BSV has no ceiling, and BTC has backed itself into a corner

Since BSV has unlimited block sizes in its future, and BTC is ideologically committed to 1MB blocks, there’s a ceiling on what percentage of income earned from each block can be fees on BTC, and there’s no limit to what percentage that can be on BSV.

In other words, BSV’s fee percentage could hypothetically be 90%, meaning 90% of the fees in the block are transaction fees, and BTC’s only weapon to combat this is to jack fees up higher and higher. That’s a problem for a blockchain with blocks that are already only 10% full at times because of the absurdly expensive transaction fees. Do you see the writing on the wall yet?

The heat is turning up

After the record-breaking blocks were mined, several smart miners got the message and switched some of their hash power to mining on the Bitcoin enterprise blockchain. TAAL Distributed Information Technologies Inc. (CSE:TAAL | FWB:9SQ1 | OTC: TAALF), which is often accused of having a monopoly on BSV mining, saw its share of the hash power shrink to around 40%.

Historic 2GB block earns miner over 16 bitcoins

This is an interesting development, and yet, 2GB blocks are just the beginning for BSV enterprise blockchain. Teranode has already proven that it’s capable of 50,000 TPS today, and there’s no scaling ceiling in sight.

Turning the temperature up even higher, BSV applications are being built faster than anyone can keep track of, with CryptoFights, Haste Arcade, Peergame, and others generating tens of thousands of transactions per day. Before its servers needed an upgrade in July, CryptoFights alone was generating over 500,000 transactions daily. Caught off guard, it had to upgrade its server infrastructure due to the tidal wave of demand from players, it’s already relaunched and generating over a million daily transactions as it grows in popularity.

All of this will force rational miners to consider the simple equation that underpins the economics of Bitcoin mining: Miner’s block reward = block subsidy + network transactions fees.

As transaction fees become more relevant and the block subsidy diminishes with each halving, miners will switch to the most profitable option, and that will be BSV.

Satoshi was right about everything

Satoshi Nakamoto himself predicted most of what’s happening in Bitcoin today. He told us Bitcoin never really hit a scaling ceiling, he told us mining would end up in data centers, and he told us miners would eventually make most of their money through transaction fees.

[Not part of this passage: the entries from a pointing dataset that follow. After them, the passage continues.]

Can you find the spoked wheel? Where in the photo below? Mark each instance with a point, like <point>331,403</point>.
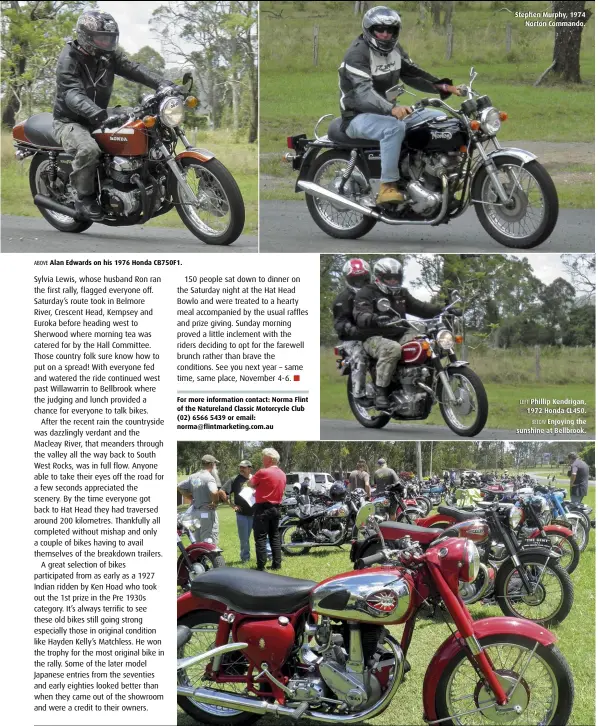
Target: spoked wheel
<point>363,408</point>
<point>219,215</point>
<point>468,415</point>
<point>332,218</point>
<point>531,214</point>
<point>551,598</point>
<point>39,183</point>
<point>204,625</point>
<point>538,678</point>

All of this is being proven true on the BSV enterprise blockchain. We don’t need to wait years until the other chains crash headlong into brick walls of their own making. The warnings are painted in block capitals on said walls for all to see.

In time, these recent big blocks will be dwarfed by blocks hundreds and thousands of times bigger. But for now, let’s celebrate Bitcoin enterprise blockchain’s success due to its superior economic model. BSV has already won.